« L’Italie avait raison de rejoindre l’ Initiative une Ceinture, une Route »

Économiste et ancien secrétaire d’État au ministère italien du Développement économique, Michele Geraci était l’un des principaux intervenants à la première session de la conférence de l’Institut Schiller des 8 et 9 juillet à Strasbourg, en France (voir AS 28/23), sur la nécessité pour les nations européennes de se joindre au Sud mondial pour créer un nouveau paradigme dans les relations internationales. En tant que membre du gouvernement italien en 2018-19, Geraci fut personnellement très impliqué dans la négociation du protocole d’accord (MoU) avec Beijing, en vertu duquel l’Italie a rejoint l’Initiative la Ceinture et la Route (ICR).

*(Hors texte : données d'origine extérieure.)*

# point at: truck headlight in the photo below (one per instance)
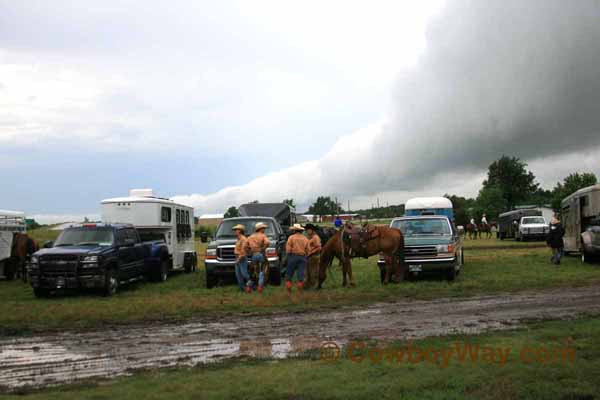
(211, 254)
(90, 261)
(445, 248)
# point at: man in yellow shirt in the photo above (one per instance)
(256, 245)
(297, 251)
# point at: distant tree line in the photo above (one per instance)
(508, 184)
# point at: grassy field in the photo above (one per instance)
(185, 295)
(528, 372)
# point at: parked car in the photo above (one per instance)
(97, 256)
(532, 228)
(284, 214)
(432, 244)
(509, 222)
(220, 259)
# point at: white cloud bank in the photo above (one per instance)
(497, 77)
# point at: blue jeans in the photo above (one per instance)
(241, 272)
(295, 262)
(258, 259)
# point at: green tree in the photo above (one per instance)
(232, 212)
(570, 185)
(462, 207)
(324, 205)
(510, 176)
(491, 202)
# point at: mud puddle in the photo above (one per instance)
(53, 359)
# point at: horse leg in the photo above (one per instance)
(349, 269)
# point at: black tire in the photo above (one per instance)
(41, 293)
(9, 270)
(111, 282)
(275, 277)
(451, 274)
(162, 272)
(587, 258)
(211, 280)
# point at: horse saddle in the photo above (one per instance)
(356, 238)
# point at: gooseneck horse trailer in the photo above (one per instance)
(578, 211)
(11, 222)
(157, 218)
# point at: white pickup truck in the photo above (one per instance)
(532, 228)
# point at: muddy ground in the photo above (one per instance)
(57, 358)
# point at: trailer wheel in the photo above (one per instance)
(41, 293)
(162, 273)
(451, 274)
(211, 280)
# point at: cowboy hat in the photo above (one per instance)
(310, 226)
(260, 225)
(296, 227)
(239, 227)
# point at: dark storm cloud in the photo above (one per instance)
(497, 77)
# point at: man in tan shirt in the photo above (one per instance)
(256, 245)
(241, 261)
(314, 255)
(297, 251)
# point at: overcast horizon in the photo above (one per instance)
(220, 104)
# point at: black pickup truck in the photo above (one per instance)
(97, 256)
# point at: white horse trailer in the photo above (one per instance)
(157, 218)
(11, 222)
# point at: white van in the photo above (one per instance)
(157, 218)
(11, 222)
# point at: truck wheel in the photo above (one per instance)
(211, 280)
(586, 257)
(40, 293)
(111, 282)
(275, 277)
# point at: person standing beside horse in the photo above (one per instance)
(297, 249)
(314, 252)
(256, 245)
(241, 260)
(555, 240)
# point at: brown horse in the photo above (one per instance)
(22, 248)
(364, 242)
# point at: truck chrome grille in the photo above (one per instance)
(226, 253)
(420, 251)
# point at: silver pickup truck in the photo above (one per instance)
(432, 244)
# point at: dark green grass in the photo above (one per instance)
(185, 295)
(311, 378)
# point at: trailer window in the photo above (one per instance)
(165, 214)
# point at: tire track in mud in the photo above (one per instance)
(53, 359)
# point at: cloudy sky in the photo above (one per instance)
(219, 103)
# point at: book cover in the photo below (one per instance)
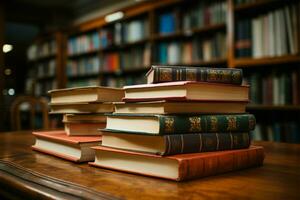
(159, 74)
(178, 167)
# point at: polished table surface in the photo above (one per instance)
(28, 174)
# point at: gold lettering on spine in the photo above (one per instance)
(169, 125)
(231, 123)
(213, 124)
(165, 74)
(191, 74)
(195, 124)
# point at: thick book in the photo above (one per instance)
(57, 143)
(164, 73)
(83, 118)
(95, 107)
(179, 124)
(86, 94)
(83, 128)
(176, 144)
(181, 166)
(186, 91)
(169, 107)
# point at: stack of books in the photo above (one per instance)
(83, 110)
(186, 123)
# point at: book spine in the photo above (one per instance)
(170, 124)
(211, 165)
(194, 143)
(169, 74)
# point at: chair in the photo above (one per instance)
(32, 104)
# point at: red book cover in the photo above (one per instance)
(196, 165)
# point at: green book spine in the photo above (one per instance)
(213, 75)
(172, 124)
(205, 142)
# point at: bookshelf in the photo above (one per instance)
(208, 41)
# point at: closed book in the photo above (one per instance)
(178, 124)
(186, 91)
(72, 148)
(160, 74)
(86, 94)
(69, 108)
(169, 107)
(176, 144)
(181, 166)
(83, 128)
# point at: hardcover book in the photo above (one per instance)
(179, 124)
(186, 91)
(169, 107)
(181, 166)
(65, 108)
(159, 74)
(86, 94)
(176, 144)
(57, 143)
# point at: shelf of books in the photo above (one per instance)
(267, 46)
(42, 63)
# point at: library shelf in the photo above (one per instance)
(255, 5)
(249, 62)
(45, 78)
(258, 107)
(83, 54)
(218, 61)
(83, 76)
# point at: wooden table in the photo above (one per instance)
(26, 173)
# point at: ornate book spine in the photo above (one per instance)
(169, 74)
(194, 143)
(171, 124)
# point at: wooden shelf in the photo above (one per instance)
(45, 78)
(83, 76)
(254, 5)
(249, 62)
(126, 71)
(273, 107)
(201, 63)
(92, 52)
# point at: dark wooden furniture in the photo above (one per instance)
(35, 104)
(28, 174)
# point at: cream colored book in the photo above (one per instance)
(169, 107)
(86, 94)
(64, 108)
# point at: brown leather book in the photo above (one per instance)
(181, 166)
(186, 91)
(72, 148)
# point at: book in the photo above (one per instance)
(78, 118)
(186, 91)
(176, 144)
(83, 128)
(178, 167)
(169, 107)
(63, 108)
(57, 143)
(161, 73)
(179, 124)
(86, 94)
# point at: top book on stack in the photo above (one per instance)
(86, 95)
(162, 74)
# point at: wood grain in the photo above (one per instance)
(279, 178)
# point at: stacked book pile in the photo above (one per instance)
(185, 123)
(83, 112)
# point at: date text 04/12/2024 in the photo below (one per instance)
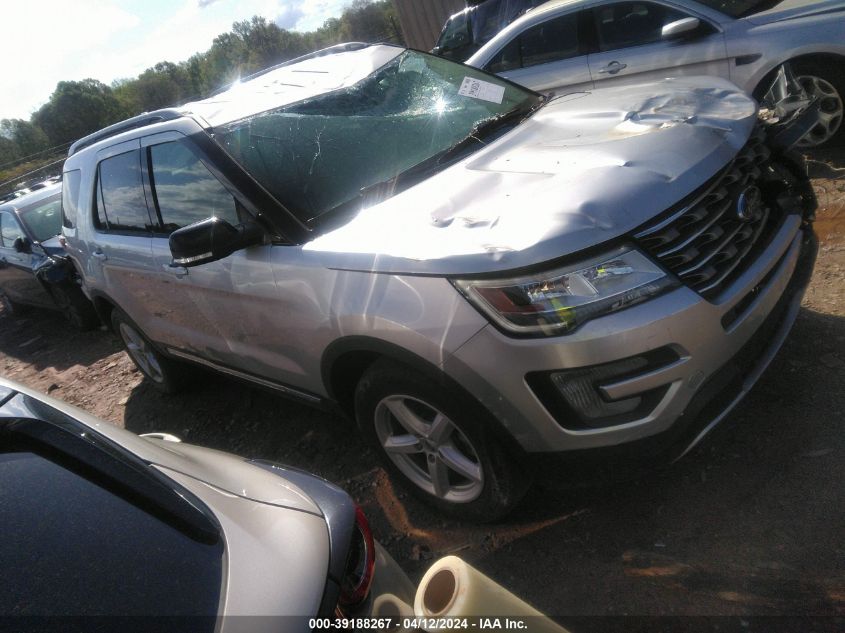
(426, 624)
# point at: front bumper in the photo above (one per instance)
(719, 349)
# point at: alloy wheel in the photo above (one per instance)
(830, 110)
(429, 448)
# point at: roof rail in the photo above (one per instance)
(142, 120)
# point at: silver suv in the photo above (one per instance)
(476, 274)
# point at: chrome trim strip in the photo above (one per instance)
(645, 382)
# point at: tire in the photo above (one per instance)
(166, 375)
(74, 305)
(12, 308)
(826, 82)
(432, 437)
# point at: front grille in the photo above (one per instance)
(704, 241)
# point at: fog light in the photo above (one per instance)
(580, 388)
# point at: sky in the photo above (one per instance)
(47, 41)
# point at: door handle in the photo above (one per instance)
(176, 271)
(612, 68)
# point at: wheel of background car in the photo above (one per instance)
(166, 375)
(12, 308)
(826, 83)
(74, 305)
(432, 437)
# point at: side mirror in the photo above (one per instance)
(680, 28)
(211, 239)
(22, 245)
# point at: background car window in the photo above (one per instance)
(124, 207)
(70, 197)
(550, 41)
(632, 23)
(44, 220)
(186, 192)
(9, 228)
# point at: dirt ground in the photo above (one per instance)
(752, 523)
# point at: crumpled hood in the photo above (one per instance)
(791, 9)
(584, 169)
(53, 246)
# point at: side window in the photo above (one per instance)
(122, 205)
(70, 197)
(632, 23)
(551, 41)
(185, 190)
(9, 228)
(506, 59)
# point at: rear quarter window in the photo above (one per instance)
(70, 197)
(80, 549)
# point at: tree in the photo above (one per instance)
(28, 138)
(77, 108)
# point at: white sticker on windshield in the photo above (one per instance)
(478, 89)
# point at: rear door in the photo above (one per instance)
(630, 47)
(547, 57)
(16, 278)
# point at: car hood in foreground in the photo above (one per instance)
(792, 9)
(585, 169)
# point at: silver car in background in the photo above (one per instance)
(475, 273)
(101, 522)
(569, 45)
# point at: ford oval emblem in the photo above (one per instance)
(749, 205)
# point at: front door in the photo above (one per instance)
(631, 49)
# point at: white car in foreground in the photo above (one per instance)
(581, 44)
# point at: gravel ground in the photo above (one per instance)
(751, 523)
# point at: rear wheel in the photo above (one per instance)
(433, 438)
(166, 375)
(827, 84)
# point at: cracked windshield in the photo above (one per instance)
(322, 154)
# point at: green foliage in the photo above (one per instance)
(77, 108)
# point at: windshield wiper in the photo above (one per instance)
(484, 130)
(415, 174)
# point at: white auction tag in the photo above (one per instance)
(478, 89)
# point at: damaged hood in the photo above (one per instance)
(584, 169)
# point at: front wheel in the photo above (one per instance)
(12, 308)
(166, 375)
(827, 85)
(74, 306)
(433, 437)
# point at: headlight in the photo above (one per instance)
(559, 301)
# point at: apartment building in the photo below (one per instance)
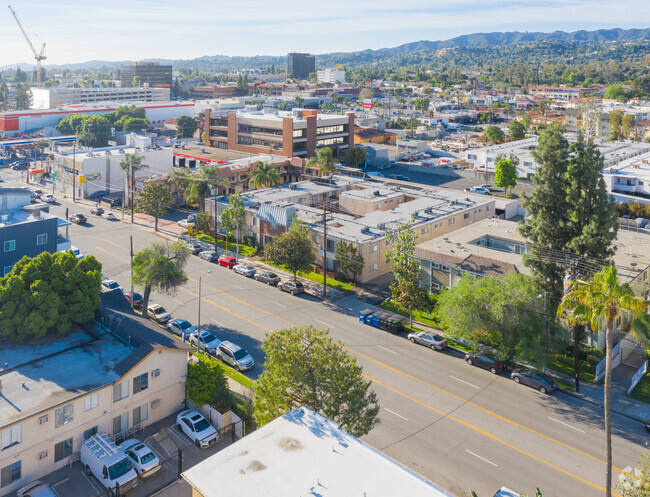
(296, 133)
(27, 229)
(63, 389)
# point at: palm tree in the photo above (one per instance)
(130, 164)
(600, 303)
(325, 161)
(264, 175)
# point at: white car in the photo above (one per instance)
(143, 459)
(195, 426)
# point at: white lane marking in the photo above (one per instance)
(387, 350)
(392, 412)
(463, 381)
(563, 423)
(482, 458)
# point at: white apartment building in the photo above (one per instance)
(51, 98)
(61, 390)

Cet accord a fortement irrité les milieux pro-atlantistes, qui ont soulevé diverses objections à l’époque et s’opposent aujourd’hui à son renouvellement. Dans son discours à la conférence, après avoir réfuté certaines de ces objections, Geraci a expliqué pourquoi, selon lui, l’ICR est la bonne solution à la crise stratégique.

Objection n°1 : L’Italie est le seul pays du G7 à rejoindre l’ICR, et serait donc isolée. Oui, l’Italie est le seul pays du G7, mais pas du G20 ou de l’OTAN, au sein desquels quelque 13 pays l’ont rejointe. Même au sein de l’UE, le Luxembourg, membre fondateur, en fait partie, et en Europe, la Suisse. Comparé au G20, à l’OTAN et à l’UE, le G7 est le moins représentatif, il n’a même pas de statut juridique.

Objection n°2 : L’Italie « vendrait » ses ports à la Chine. C’est pratiquement impossible, a expliqué Michele Geraci, car la loi interdit toute vente de ce type. En revanche, agrandir les ports et en faire un terminal de la Route de la Soie maritime serait tout à fait bénéfique pour l’Italie, car ils pourraient intercepter une partie des conteneurs en provenance de Suez, qui doivent maintenant contourner la péninsule ibérique pour arriver aux marchés d’Europe du Nord et d’Europe centrale. En outre, la Chine est déjà présente, en tant que propriétaire ou copropriétaire, dans des ports appartenant à des alliés de l’Italie (Grèce, Allemagne).

Autre objection : en recevant des investissements directs chinois, l’Italie serait victime d’un « piège de la dette ». Argument ridicule, pour Michele Geraci, car même si la Chine investissait 10, 20 ou 50 milliards d’euros en Italie, cela ne représenterait qu’un pourcentage infinitésimal d’un PIB de près de deux mille milliards.

En outre, l’adhésion de l’Italie à l’ICR, entérinée par la visite de Xi Jinping en Italie, a déjà profité au secteur du tourisme italien. Suite à la visite du président chinois à Palerme et à ses commentaires sur la beauté de la ville, les hôtels locaux ont été submergés dès le lendemain par des réservations en provenance de Chine !

Mais l’aspect clé du protocole d’accord, a expliqué Geraci, concerne la coopération entre l’Italie et la Chine pour développer l’Afrique, ce qui est le seul moyen de mettre un terme à l’immigration clandestine. Pour donner un exemple concret du fonctionnement de l’ICR, il a ensuite montré des clips de son récent voyage au Laos et en Thaïlande, depuis Shanghai, où il est titulaire d’une chaire universitaire. Grâce à la nouvelle ligne ferroviaire Boten-Vientiane de 414 km construite dans le cadre de l’ICR, le temps de trajet entre la Chine et la capitale du Laos a été réduit de moitié. Un effet important des transports modernes, a-t-il souligné, est de rendre les gens optimistes, ce qui était palpable au Laos, même pour un observateur étranger.